Single by Lepa Brena

from the album Zar je važno dal se peva ili pjeva
- Released: February 21, 2018
- Studio: Grand Studio
- Genre: pop; folk;
- Length: 3:30
- Label: Grand Production
- Songwriter: Dragan Brajović Braja;
- Producers: Marko Cvetković; Dragan Brajović Braja;

Lepa Brena singles chronology
| "Boliš i ne prolaziš" (2017) | "Kao nova" (2018) | "Srećna žena" (2018) |

Music video
- "Kao nova" on YouTube

= Kao nova =

"Kao nova" is a song recorded by singer Lepa Brena, released on February 21, 2018, by Grand Production as the third single from her eighteenth studio album Zar je važno dal se peva ili pjeva (2018). The song and music was written by Dragan Brajović Braja. "Kao nova" is a pop and folk song. The music video was directed by Haris Dubica.

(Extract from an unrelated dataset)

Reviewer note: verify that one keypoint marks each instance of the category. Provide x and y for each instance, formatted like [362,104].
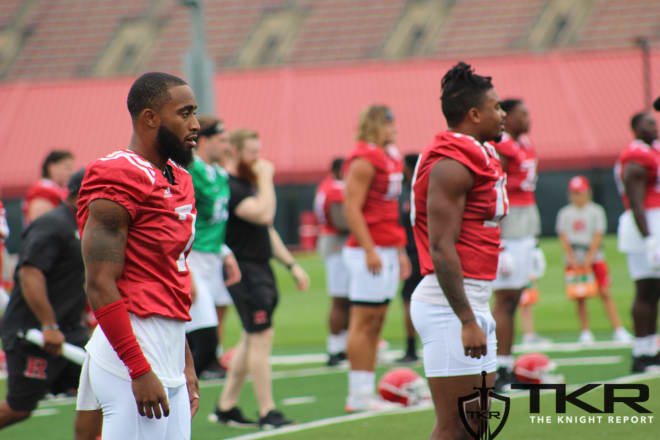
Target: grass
[300,324]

== Release and promotion ==
On February 14, 2018, Brena announced a new song "Kao nova", in the "Posle ručka" on Happy TV. The video for the single was premiered on Brena's official YouTube channel.

== Music video ==
Lepa Brena has repeatedly said that she has been so blonde for so long that she can not imagine her with another hair color, and in the new video for the song "Kao nova" we can look like a redhead, which fits her perfectly. The singer commented that the red color for her has always been a symbol of love, passion and fire, and adds: "This time, this was our guiding idea when we wanted to introduce the new Lepa Brena. Of course, everyone is asking me whether this is now a new image and whether I will be Burning Flame in the future, so I will disappoint them. Redhead I was only for the needs of the video, I personally stay consistent with my blue hair color."